The concept of investment in children is both intuitive and appealing. The relevance of welfare and education of children is applicable to any political and social context and aligns well with the fundamental psychological and social values of humanity. The following paper provides an overview of areas consistent with the concept and indicates gaps in their practical applications by exploring the manifestations of its erosion.
Manifestations of the Concept
The concept of children investment can be traced back to the early theories of education. Most prominently, the child-centered approach to learning conceived from the aggregated notions of Comenius, Rousseau, Locke, Dewey, and Montessori, among others, is based on the ideas about the importance of exploration, the focus on real experiences and real-life tasks, and care for children starting as early as possible (Platz & Arellano, 2011).
These ideas can be detected in numerous modern approaches to what can be considered investment in children. In addition, numerous arguments can be invoked to support the importance of such investment. From the educational standpoint, the exposure to experiences grants superior results for children’s academic performance in the school setting. Even more importantly, it determines their success in future and, by extension, allows for improvement of future prospects of the community and the nation (Cooper, Moore, Powers, Cleveland, & Greenberg, 2014). Both outcomes resemble the concept of return on investment.

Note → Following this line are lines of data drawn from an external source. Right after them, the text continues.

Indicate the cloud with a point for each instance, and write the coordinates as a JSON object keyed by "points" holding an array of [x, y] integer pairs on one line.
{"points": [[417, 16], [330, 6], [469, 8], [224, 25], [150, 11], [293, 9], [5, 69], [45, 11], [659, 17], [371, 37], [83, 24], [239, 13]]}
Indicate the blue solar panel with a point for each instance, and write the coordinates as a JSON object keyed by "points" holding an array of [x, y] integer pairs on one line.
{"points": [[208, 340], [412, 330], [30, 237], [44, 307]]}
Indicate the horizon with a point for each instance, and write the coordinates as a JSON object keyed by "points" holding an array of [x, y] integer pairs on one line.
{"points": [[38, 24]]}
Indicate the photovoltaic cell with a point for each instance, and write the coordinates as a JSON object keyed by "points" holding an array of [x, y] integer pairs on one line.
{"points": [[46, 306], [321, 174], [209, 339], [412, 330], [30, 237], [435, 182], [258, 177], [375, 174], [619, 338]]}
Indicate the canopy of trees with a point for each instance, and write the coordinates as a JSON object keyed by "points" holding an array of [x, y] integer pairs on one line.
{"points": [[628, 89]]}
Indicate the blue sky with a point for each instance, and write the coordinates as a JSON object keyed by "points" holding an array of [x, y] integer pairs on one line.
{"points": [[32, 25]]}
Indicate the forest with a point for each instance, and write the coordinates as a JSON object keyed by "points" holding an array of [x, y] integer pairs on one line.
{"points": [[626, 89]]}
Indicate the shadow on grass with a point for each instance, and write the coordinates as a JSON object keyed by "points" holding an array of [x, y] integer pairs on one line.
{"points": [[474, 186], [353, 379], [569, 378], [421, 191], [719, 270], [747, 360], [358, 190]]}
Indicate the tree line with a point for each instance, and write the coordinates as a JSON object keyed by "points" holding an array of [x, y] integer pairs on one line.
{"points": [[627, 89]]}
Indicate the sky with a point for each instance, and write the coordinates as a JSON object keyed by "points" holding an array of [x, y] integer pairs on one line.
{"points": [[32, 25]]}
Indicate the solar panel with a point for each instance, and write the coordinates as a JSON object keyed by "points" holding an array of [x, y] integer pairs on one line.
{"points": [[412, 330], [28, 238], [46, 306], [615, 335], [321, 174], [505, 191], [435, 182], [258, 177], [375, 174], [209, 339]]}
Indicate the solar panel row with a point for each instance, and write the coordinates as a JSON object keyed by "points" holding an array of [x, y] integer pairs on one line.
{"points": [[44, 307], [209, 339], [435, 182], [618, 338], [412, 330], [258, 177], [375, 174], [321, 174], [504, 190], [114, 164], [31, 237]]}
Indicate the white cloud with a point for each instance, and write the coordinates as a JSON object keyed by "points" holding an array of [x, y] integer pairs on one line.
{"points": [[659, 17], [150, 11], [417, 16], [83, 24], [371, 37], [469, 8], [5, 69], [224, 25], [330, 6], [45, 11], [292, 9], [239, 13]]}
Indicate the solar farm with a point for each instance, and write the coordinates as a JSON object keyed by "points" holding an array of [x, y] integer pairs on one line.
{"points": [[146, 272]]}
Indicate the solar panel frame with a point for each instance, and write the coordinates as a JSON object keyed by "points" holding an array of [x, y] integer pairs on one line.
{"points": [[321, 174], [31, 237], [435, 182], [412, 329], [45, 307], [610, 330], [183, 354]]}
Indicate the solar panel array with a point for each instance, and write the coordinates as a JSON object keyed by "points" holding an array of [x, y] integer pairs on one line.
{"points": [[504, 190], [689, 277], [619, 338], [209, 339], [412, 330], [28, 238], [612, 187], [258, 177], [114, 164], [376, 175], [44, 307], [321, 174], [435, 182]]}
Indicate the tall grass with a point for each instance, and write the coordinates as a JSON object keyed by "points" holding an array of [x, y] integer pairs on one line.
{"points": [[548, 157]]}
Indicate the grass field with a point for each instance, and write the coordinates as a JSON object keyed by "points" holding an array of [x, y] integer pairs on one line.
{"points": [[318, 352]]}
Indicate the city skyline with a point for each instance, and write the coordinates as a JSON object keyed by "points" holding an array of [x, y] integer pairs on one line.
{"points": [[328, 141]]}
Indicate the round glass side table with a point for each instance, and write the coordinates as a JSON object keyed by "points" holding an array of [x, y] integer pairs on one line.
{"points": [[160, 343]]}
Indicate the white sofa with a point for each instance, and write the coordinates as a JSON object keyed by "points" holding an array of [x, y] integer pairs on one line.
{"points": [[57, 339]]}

Even more prominently, a growing body of research provides evidence of direct economic improvement associated with investment in children. A study by Engle et al. (2011) evaluated the effects of early interventions on the later development of preschool children. Among other things, the researchers observed a significant increase in future wages among individuals exposed to preschool enrollment. The effect ranged from $6 to $17 per dollar invested and, according to the modest estimates, promised long-term economic benefits of $11 to $34 billion (Engle et al., 2011). Another aspect of child care that can be considered an investment and can be traced back to early theories is healthcare for unborn and newborn children (Platz & Arellano, 2011).
According to Grimm (2010), there is an indirect relationship between the reduction in child mortality and the long-term increase in the country’s GDP. In addition, the welfare of the population is also related to the availability of equal opportunities in child healthcare as well as the quality of education of children and their parents (Grimm, 2010). In other words, the impact of investment in children is observable in political, family, social, and economic contexts.
However, despite the academic consensus on the matter, there is evidence of deterioration of the investment concept. A report by Sorenson (2014) outlines the steady trend of decline in state spending and a consequent drop in the number of children receiving necessary care. According to Sorenson (2014), such situation inevitably leads to numerous adverse outcomes in the business setting and, by extension, undermines economic performance. A similar situation was identified in the report of the National Children’s Bureau (2017). The inquiry detected several shortcomings of the country-wide investment efforts. Most notably, an overwhelming majority of senior managers in child care stated their inability to provide the necessary care to children in need due to funding and resource shortages (National Children’s Bureau, 2017).
As can be seen from the information above, there is an apparent gap between the theoretical implications of benefits of investment into children and the compliance with the formulated statements. Thus, in order to ensure the economic, social, and cultural welfare of the state, it is crucial to review the policies related to the areas related to investment in future. Such alignment is expected to provide stability and sustainability of the social and economic progress and therefore should be considered a top priority.
Cooper, B. R., Moore, J. E., Powers, C. J., Cleveland, M., & Greenberg, M. T. (2014). Patterns of early reading and social skills associated with academic success in elementary school. Early Education and Development, 25(8), 1248-1264.
Engle, P. L., Fernald, L. C., Alderman, H., Behrman, J., O’Gara, C., Yousafzai, A.,… Iltus, S. (2011). Strategies for reducing inequalities and improving developmental outcomes for young children in low-income and middle-income countries. The Lancet, 378(9799), 1339-1353.
Grimm, M. (2010). Does inequality in health impede growth? ISS Working Paper Series/General Series, 501, 1-31.
National Children’s Bureau. (2017). No good options: Report of the inquiry into children’s social care in England. Web.
Platz, D., & Arellano, J. (2011). Time tested early childhood theories and practices. Education, 132(1), 54-63.
Sorenson, P. (2014). Failure to invest in high-quality child care hurts children and state’s economy. Web.